Hadoop XML Streaming and F# MapReduce
So, to round out the Hadoop Streaming samples I thought I would put together an XML Streaming sample. As always the code can be found here:
https://code.msdn.microsoft.com/Hadoop-Streaming-and-F-f2e76850
XML Streaming Reader
So how does one stream in XML? If you read the Hadoop Streaming documentation you will notice the following FAQ:
You can use the record reader StreamXmlRecordReader to process XML documents.
hadoop jar hadoop-streaming.jar -inputreader "StreamXmlRecord,begin=BEGIN_STRING,end=END_STRING" ..... (rest of the command)
Anything found between BEGIN_STRING and END_STRING would be treated as one record for map tasks.
This should allow one to define a start and end tag using commands such as:
-inputreader "StreamXmlRecord,begin=<Row>,end=</Row>"
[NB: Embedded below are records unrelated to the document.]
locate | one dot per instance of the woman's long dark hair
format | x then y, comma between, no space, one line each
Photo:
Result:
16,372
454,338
However, if one tries to run this from the command console one gets an error due to the “<” character; as this is used to redirect standard input. It seems that using the usual caret escape character ^ is not enough.
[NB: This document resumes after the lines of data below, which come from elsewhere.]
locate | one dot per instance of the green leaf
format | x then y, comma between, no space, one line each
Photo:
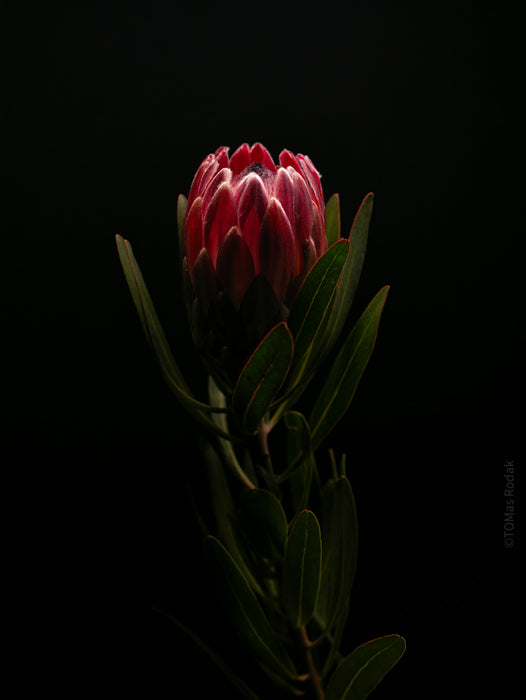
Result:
262,377
218,399
181,211
332,219
360,672
157,339
351,271
301,570
224,512
265,522
340,548
236,681
310,313
338,391
247,615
In this example, to parse the XML one could just specify the XML Element name, “Row” in this case, and the start and end tags could easily be derived. As such to assist in XML processing I have provided an XML reader to do exactly this. I was going to modify the base Hadoop stream reader but it seems that there is traction behind the usage of a Mahout library, called “org.apache.mahout.classifier.bayes.XmlInputFormat”.
I have changed this base library to allow a configuration value of “"xmlinput.element" that allows one to just define the XML Element to be processed. This allows one to support an XML Streaming job used with the following configuration:
"-D xmlinput.element=Store" -inputformat org.apache.mahout.classifier.bayes.XmlElementStreamingInputFormat
As a note one has to remember to place the job configuration setting in quotes.
The changes to support this are quite minimal. Firstly the Input Format is defined as:
public class XmlElementStreamingInputFormat
extends FileInputFormat <NullWritable, Text> {
public static final String XML_ELEMENT_KEY = "xmlinput.element";
@Override
public RecordReader<NullWritable, Text> getRecordReader(
InputSplit inputSplit, JobConf jobConf, Reporter reporter) throws IOException {
return new XmlElementStreamingRecordReader((FileSplit) inputSplit, jobConf);
}
}
Secondly the Record Reader is modified to define the start and end tags based on the new configuration value:
String elementTagName = jobConf.get(XML_ELEMENT_KEY);
startTag = ("<" + elementTagName + ">").getBytes("UTF8");
endTag = ("</" + elementTagName + ">").getBytes("UTF8");
In using this code one has the restriction that the element tag being searched for is well-formed and has no corresponding attributes. If this is not the case one can easily create a new XML Input Format class specific to your needs.
The complete original source can be found in various places; including github. My modifications are in the source code download.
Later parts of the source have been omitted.